We find that the observed ratio is much greater than the expected ratio for larger initial distances. The most obvious explanation would be that players sometimes give up when trailing 12-20 for example, thus waiving the chance to catch up to 20-all. For a corresponding score of 11-19, players less frequently give up which increases the chance of scoring 8 points in a row and catching up to 19-all.

As the difference shrinks, the observed ratio approaches 1 as well, indicating that players more and more refuse to give up. For a difference of 1 though, the observed ration falls to 0.78 and thus below 1. I don’t know why the sequence of scores 18-all, 19-18, 19-all should occur less frequent than the sequence of scores 19-all, 20-19, 20-all. Maybe there is some factor I am missing.

Conclusion

We found that about 8% of games in the database required extra points. The number rose to about 10% when only including matches with odds.

Higher scores occur less frequent with a factor of slightly above 0.5 for each additional pair of points. The most likely explanation for the value being above 0.5 is that serving constitutes a disadvantage to the server.

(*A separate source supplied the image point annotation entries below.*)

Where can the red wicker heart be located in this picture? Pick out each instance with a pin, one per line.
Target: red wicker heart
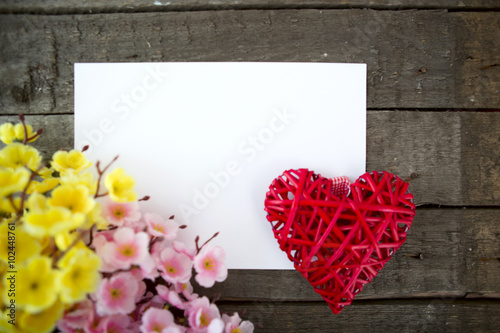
(339, 236)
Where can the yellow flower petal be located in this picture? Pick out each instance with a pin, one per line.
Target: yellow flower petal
(80, 274)
(77, 199)
(36, 285)
(17, 155)
(52, 221)
(13, 180)
(43, 186)
(42, 322)
(18, 241)
(8, 206)
(120, 186)
(83, 178)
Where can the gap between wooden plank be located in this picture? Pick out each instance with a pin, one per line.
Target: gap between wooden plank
(457, 51)
(426, 315)
(71, 7)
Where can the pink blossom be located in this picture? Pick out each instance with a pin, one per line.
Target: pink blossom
(141, 290)
(201, 313)
(216, 326)
(119, 213)
(157, 320)
(76, 317)
(175, 267)
(115, 324)
(182, 248)
(127, 248)
(186, 289)
(117, 294)
(158, 227)
(234, 324)
(171, 297)
(98, 244)
(158, 246)
(148, 268)
(209, 264)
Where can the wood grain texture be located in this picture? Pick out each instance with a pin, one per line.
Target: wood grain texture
(448, 253)
(110, 6)
(416, 59)
(455, 163)
(429, 315)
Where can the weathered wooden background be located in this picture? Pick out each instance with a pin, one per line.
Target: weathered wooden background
(433, 100)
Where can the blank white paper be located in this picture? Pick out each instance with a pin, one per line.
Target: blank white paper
(205, 140)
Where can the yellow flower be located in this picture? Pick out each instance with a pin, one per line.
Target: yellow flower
(37, 203)
(77, 199)
(20, 242)
(17, 155)
(42, 322)
(10, 133)
(97, 218)
(74, 161)
(7, 207)
(120, 186)
(64, 239)
(43, 186)
(36, 285)
(52, 221)
(9, 321)
(46, 172)
(84, 178)
(79, 274)
(13, 180)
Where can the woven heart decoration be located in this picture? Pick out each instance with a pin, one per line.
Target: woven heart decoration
(339, 235)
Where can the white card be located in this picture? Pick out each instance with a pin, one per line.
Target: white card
(205, 140)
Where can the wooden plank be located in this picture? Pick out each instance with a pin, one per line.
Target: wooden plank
(109, 6)
(448, 253)
(416, 59)
(449, 158)
(420, 147)
(481, 151)
(429, 315)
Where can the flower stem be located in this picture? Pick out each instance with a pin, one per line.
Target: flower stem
(101, 172)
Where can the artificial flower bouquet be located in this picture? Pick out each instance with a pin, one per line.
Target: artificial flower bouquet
(77, 253)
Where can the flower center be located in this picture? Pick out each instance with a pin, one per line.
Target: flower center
(170, 269)
(119, 212)
(209, 263)
(204, 320)
(76, 274)
(157, 327)
(115, 293)
(127, 250)
(159, 228)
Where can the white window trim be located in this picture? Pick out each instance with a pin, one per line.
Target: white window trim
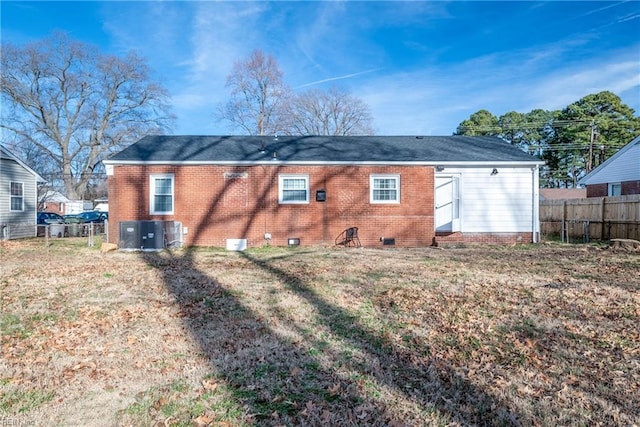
(11, 196)
(281, 179)
(152, 193)
(613, 185)
(372, 179)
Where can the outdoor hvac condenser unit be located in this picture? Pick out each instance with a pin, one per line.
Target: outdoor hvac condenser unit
(144, 235)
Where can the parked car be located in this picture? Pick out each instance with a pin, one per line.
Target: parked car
(79, 223)
(86, 217)
(45, 218)
(54, 221)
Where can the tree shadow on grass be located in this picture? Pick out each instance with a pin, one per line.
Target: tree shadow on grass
(281, 373)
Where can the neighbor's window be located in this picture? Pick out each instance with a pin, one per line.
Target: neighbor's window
(293, 189)
(615, 189)
(17, 196)
(162, 194)
(385, 188)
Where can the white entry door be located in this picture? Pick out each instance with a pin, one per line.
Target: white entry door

We found that wasted game points did not affect the winning probability once the score reached 20-all. Players who just had one or multiple game points that they couldn’t convert still had a winning percentage of higher than 50%, which is in agreement with the i.i.d.-assumption and a server’s disadvantage.

However we found indications that players tend to give up when the opponent has multiple game points, thus lowering the number of times players have caught up to 20-all from greater distances as compared to catching up to 19-all from the same distance.

One question we cannot answer in this analysis is whether as soon as Gillian Clark says:

I have to remind everyone that as soon as the score reaches 29-all, it’s sudden death.

the game will be over after the next game point.